A process enters the critical section when it has received replies from all other processes. Upon exiting, it sends all the deferred replies.

This reduces the message count to 2(N−1) per entry: N−1 requests and N−1 replies. Like Lamport’s algorithm, it requires all processes to respond.

Token Ring Mutual Exclusion

The token ring algorithm organizes processes in a logical ring and uses a circulating token. Only the process holding the token may enter the critical section.

The token circulates continuously around the ring. When a process receives the token and wants the critical section, it enters. When it finishes (or if it does not want the critical section), it passes the token to its neighbor.

This approach provides bounded waiting and is simple to implement. The drawbacks are that the token generates continuous network traffic even when no process wants the critical section, and if the token is lost due to a crash, a recovery mechanism must regenerate it while avoiding duplicate tokens.

Algorithm Comparison

Algorithm	Messages	Fault Tolerance	When to Use
Centralized	3	Coordinator failure blocks progress	When simplicity is important and fast coordinator recovery is available
Lamport	3(N−1)	Requires all processes respond	When fairness and full distribution are needed
Ricart-Agrawala	2(N−1)	Requires all processes respond	Optimal choice for permission-based mutual exclusion
Token Ring	1 to N−1	Token loss requires recovery	When bounded waiting is important and requests are frequent

Leader Election

Leader election selects a single coordinator from a group of processes. The elected leader typically has the highest process ID among surviving processes.

Bully Algorithm

The bully algorithm assumes a synchronous model with timeouts for failure detection. It uses three message types: ELECTION (to announce a new election), OK (to acknowledge an election message and tell the sender a higher-ID process is alive), and COORDINATOR (to announce the winner).

When a process P detects that the coordinator has failed, it initiates an election by sending ELECTION messages to all processes with higher IDs. If P receives no OK responses within a timeout, it declares itself coordinator and sends COORDINATOR messages to all other processes. If P does receive an OK response, it knows a higher-ID process will take over and waits for a COORDINATOR message.

When a process receives an ELECTION message from a lower-ID process, it sends an OK response and starts its own election if it has not already. The highest-ID surviving process always wins.

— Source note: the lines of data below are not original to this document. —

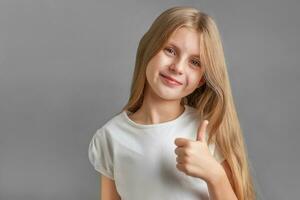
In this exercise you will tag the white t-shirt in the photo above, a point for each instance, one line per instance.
(141, 159)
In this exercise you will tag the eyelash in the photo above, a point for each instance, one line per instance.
(168, 50)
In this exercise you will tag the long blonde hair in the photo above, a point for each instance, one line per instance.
(213, 100)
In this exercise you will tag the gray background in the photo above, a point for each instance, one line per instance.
(66, 67)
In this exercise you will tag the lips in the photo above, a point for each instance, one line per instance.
(170, 78)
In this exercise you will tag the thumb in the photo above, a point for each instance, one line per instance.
(201, 131)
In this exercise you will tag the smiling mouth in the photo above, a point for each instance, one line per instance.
(171, 80)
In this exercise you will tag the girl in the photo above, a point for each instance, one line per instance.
(159, 146)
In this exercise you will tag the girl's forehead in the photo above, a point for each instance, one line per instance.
(186, 39)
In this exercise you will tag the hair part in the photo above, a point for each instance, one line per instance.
(213, 100)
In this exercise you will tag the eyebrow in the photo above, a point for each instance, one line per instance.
(177, 48)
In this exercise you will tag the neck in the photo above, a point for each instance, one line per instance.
(156, 110)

The worst-case message complexity is O(n²), occurring when the lowest-ID process initiates the election. The best case is O(n).

Ring Election Algorithm

The ring election algorithm organizes processes in a logical ring. When a process notices the coordinator has failed, it creates an election message containing its own ID and sends it clockwise to its neighbor.

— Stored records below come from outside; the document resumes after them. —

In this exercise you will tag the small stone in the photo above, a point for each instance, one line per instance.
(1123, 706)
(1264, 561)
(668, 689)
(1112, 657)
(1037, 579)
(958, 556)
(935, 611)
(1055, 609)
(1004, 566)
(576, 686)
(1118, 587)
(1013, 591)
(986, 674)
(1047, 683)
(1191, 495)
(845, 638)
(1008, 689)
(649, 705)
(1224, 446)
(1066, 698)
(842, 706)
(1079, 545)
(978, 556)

When a process receives an election message, it compares the ID in the message with its own:

If the received ID is larger than its own, the process forwards the message unchanged because a higher-ID process should win.
If the received ID is smaller and the process has not yet participated in this election, it replaces the ID in the message with its own ID and forwards it, nominating itself.
If the received ID is smaller but the process has already sent its own election message, it discards the message to avoid continuing a duplicate election.

When a process receives an election message containing its own ID, it knows its message has traveled all the way around the ring and its ID is the largest. It then sends an ELECTED message around the ring to announce itself as the new coordinator.

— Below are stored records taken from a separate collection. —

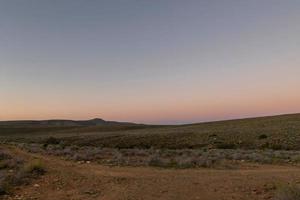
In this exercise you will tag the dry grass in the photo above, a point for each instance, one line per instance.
(14, 171)
(288, 192)
(278, 133)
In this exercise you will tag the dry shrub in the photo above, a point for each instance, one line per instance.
(288, 192)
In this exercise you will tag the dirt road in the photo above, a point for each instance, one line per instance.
(67, 180)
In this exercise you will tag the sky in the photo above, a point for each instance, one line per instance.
(161, 62)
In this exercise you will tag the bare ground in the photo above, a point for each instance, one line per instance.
(66, 180)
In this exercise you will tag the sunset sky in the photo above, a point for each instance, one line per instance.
(162, 62)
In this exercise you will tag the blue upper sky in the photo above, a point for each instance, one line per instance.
(169, 61)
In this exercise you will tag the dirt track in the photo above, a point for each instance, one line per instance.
(69, 181)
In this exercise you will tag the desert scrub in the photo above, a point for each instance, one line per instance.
(14, 171)
(35, 167)
(288, 192)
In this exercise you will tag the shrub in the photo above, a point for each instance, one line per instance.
(262, 136)
(290, 192)
(51, 140)
(226, 146)
(35, 167)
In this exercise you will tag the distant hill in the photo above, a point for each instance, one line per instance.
(59, 122)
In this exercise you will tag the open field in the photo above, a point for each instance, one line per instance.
(238, 159)
(73, 180)
(278, 133)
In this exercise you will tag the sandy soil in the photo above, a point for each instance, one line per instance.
(67, 180)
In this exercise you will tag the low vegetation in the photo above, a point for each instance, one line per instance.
(288, 192)
(180, 158)
(277, 133)
(14, 171)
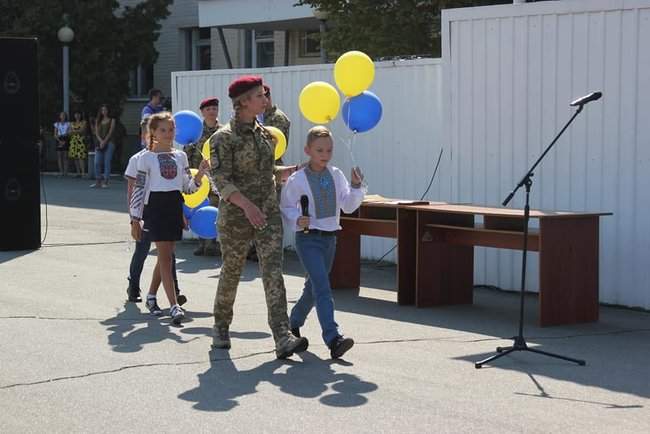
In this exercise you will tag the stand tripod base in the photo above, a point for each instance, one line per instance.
(519, 344)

The worst case is 3N−1 messages, occurring when the process immediately following the highest-ID process initiates the election.

What You Do Not Need to Study

You do not need to memorize exact pseudocode, PIM protocol details, or the exact phi calculation formula. Focus on understanding the concepts: why IGMP and PIM exist (host membership vs. router distribution), why sparse mode uses an RP (explicit joins vs. flooding), how phi adapts to observed network conditions, and why virtual synchrony coordinates membership with delivery.